With the current volatility in both stock and bond markets, most money managers aren’t as worried about taking risks in a portfolio as they are about preserving your capital and protecting income from dividend-oriented or growth stocks and bonds.

Still, they are all having a hard time reading what has been an unusual investing climate.

Such is the case with local money manager Bob Costello, who manages $55 million at his own shop, Costello Asset Management in Huntingdon Valley. A La Salle graduate, he started out at W.H. Newbold’s Son & Co., then went on to Boenning & Scattergood Inc. before setting up his own advisory firm.

“I try to buy businesses that have recurring revenue and are not as dependent on business cycles. That’s why I like Visa Inc.,” he said.

Trading under the ticker symbol “V,” Visa has a market capitalization of more than $77 billion compared with $18 billion when it went public in 2008. “We are living in a cashless society. While it’s not a cheap stock, it’s growing. Can they grow to a $200 billion stock? I think so.”

And despite the historic low prices in natural gas, he also likes Piedmont Natural Gas Co. Inc. (symbol: PNY) and UGI Corp. (UGI), a diversified energy company in Valley Forge.

In March, UGI said it would develop the Commonwealth Pipeline, a 200-mile, 30-inch pipeline transporting Marcellus Shale gas from northeastern Pennsylvania to major markets in the Mid-Atlantic states. And UGI recently declared a 4 percent increase in its stock dividend, maintaining a 25-year trend of increasing the dividend. “The natural gas industry is dirt cheap,” he added.

Finally, Costello also owns the French energy giant Total S.A., a stock he predicts he could hit $60 for its American depositary receipts (TOT), which closed at $42.50 Monday. “Their dividend yield is 7 percent and it is selling at six times earnings,” a level cheaper than its peers, he said.
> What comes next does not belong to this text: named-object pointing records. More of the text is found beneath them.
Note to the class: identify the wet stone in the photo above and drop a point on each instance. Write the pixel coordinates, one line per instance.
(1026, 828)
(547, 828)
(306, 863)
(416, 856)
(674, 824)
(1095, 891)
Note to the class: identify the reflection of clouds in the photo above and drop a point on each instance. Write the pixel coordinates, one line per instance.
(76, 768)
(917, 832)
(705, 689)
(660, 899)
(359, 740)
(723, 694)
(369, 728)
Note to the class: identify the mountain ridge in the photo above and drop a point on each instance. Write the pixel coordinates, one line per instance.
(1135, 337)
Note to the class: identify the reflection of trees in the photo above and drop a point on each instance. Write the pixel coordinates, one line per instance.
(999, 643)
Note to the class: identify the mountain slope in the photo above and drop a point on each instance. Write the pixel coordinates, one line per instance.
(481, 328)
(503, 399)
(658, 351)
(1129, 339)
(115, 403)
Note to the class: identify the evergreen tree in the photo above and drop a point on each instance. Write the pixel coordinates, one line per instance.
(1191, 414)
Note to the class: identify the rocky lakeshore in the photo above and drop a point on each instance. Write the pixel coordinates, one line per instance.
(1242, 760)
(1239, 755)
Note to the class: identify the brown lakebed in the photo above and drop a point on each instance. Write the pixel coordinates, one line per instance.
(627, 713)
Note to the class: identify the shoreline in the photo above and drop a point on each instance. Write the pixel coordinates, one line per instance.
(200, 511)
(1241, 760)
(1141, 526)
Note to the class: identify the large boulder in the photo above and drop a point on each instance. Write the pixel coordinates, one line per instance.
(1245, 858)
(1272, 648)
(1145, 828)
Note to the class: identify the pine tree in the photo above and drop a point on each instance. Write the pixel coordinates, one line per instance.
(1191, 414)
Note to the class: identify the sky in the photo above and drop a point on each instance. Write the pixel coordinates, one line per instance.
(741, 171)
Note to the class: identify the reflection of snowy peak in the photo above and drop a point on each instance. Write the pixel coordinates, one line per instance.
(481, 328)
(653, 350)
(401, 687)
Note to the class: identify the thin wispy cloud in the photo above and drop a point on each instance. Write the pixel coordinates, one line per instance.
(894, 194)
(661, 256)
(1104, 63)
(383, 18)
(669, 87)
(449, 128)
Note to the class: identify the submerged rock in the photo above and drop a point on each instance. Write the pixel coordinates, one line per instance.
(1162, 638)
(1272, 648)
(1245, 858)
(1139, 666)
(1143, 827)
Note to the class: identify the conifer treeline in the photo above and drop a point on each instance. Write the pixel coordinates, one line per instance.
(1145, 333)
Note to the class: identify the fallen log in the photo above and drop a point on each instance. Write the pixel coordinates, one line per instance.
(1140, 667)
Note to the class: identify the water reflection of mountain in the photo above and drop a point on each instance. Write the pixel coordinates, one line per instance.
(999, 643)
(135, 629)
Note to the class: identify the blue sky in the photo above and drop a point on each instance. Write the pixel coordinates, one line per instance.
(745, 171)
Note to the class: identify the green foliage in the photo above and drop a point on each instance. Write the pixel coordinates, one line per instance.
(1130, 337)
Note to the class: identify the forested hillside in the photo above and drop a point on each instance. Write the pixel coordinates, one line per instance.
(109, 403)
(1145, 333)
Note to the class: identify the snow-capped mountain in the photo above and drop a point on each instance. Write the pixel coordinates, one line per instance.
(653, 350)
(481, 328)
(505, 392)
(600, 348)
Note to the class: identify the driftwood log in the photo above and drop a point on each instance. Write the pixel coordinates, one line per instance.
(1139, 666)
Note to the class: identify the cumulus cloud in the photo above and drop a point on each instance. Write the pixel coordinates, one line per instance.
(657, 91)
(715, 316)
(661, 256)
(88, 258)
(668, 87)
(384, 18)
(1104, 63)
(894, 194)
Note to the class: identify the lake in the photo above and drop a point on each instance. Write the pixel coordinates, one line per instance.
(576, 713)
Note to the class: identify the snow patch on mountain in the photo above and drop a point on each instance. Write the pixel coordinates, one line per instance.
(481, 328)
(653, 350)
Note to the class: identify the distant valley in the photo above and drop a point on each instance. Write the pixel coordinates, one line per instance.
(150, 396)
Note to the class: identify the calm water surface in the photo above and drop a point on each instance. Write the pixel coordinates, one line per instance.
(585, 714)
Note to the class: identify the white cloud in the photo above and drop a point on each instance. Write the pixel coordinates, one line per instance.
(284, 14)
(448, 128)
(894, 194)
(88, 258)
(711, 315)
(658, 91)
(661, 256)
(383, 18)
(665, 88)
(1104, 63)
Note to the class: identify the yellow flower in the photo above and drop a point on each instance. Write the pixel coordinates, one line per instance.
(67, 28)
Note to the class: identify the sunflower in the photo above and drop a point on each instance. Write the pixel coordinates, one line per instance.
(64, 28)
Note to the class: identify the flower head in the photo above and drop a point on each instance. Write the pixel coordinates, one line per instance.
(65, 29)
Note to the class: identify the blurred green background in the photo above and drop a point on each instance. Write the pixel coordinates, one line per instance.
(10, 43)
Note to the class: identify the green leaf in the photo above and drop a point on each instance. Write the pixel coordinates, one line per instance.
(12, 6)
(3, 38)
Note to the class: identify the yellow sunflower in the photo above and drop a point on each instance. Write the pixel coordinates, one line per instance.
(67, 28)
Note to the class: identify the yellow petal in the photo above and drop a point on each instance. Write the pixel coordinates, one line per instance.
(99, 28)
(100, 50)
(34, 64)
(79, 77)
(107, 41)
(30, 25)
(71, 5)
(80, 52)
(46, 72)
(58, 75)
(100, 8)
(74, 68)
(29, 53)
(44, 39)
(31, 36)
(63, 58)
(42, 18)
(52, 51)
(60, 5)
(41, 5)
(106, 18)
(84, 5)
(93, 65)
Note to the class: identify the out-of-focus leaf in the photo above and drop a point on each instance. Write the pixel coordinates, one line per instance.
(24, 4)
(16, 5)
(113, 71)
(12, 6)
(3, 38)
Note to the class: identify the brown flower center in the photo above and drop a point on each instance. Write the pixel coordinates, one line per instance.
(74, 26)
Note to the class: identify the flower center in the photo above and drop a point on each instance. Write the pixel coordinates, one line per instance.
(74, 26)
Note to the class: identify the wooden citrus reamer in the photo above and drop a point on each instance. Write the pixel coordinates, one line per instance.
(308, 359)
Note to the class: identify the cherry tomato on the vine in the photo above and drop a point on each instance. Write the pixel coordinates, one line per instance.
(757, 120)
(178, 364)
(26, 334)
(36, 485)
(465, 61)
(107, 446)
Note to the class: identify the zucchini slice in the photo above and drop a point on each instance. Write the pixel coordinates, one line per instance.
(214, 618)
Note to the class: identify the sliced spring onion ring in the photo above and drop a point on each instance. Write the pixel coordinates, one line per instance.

Portfolio managers all over are harking back to other times when the markets were this volatile — and remark that everyone appears to be hiding in the same investment plays (dividend stocks, corporate and municipal bonds, precious metals).

“I’ve been in finance since 1973 at the Federal Reserve Bank in New York,” recalled Ray Stone, cofounder of Stone & McCarthy Research Associates in Princeton, whose firm supplies much of the economic data and analysis to Wall Street. “What is so different? We had a series of bubbles over time. The equity bubble in the late 1990s, then a second bubble for housing that affected more people. Few of us have large stock portfolios, but many of us own homes. We’re underwater, and that has made the financial fallout particularly difficult.”

He added: “Financial crises are often longer than recessions. We are on the right track out of the recession, however.”

U.S. economic growth remains a tepid but steady 2.5 percent annually. Still, the recovery doesn’t feel as good because the unemployment rate has reached what seems like a permanently higher level at 8.2 percent as of last Friday’s jobs numbers. Inflation shouldn’t be a problem, according to Stone. “We still have loads of slack in the economy, and that should contain inflation.”

The only time Stone recalls this type of market volatility was a period in the early 1980s “when the Fed was targeting money supply and short-term swings in the bond market were more acute. But today, we have more crosscurrents like the federal deficit in the U.S. And now credit-related news [such as Greece’s possible default] has a huge impact.”

Nonetheless, the Treasury market in the U.S. remains a haven, as last week’s record low yield on 10-year bonds showed. But it can’t last forever. The question is, just how long will it last?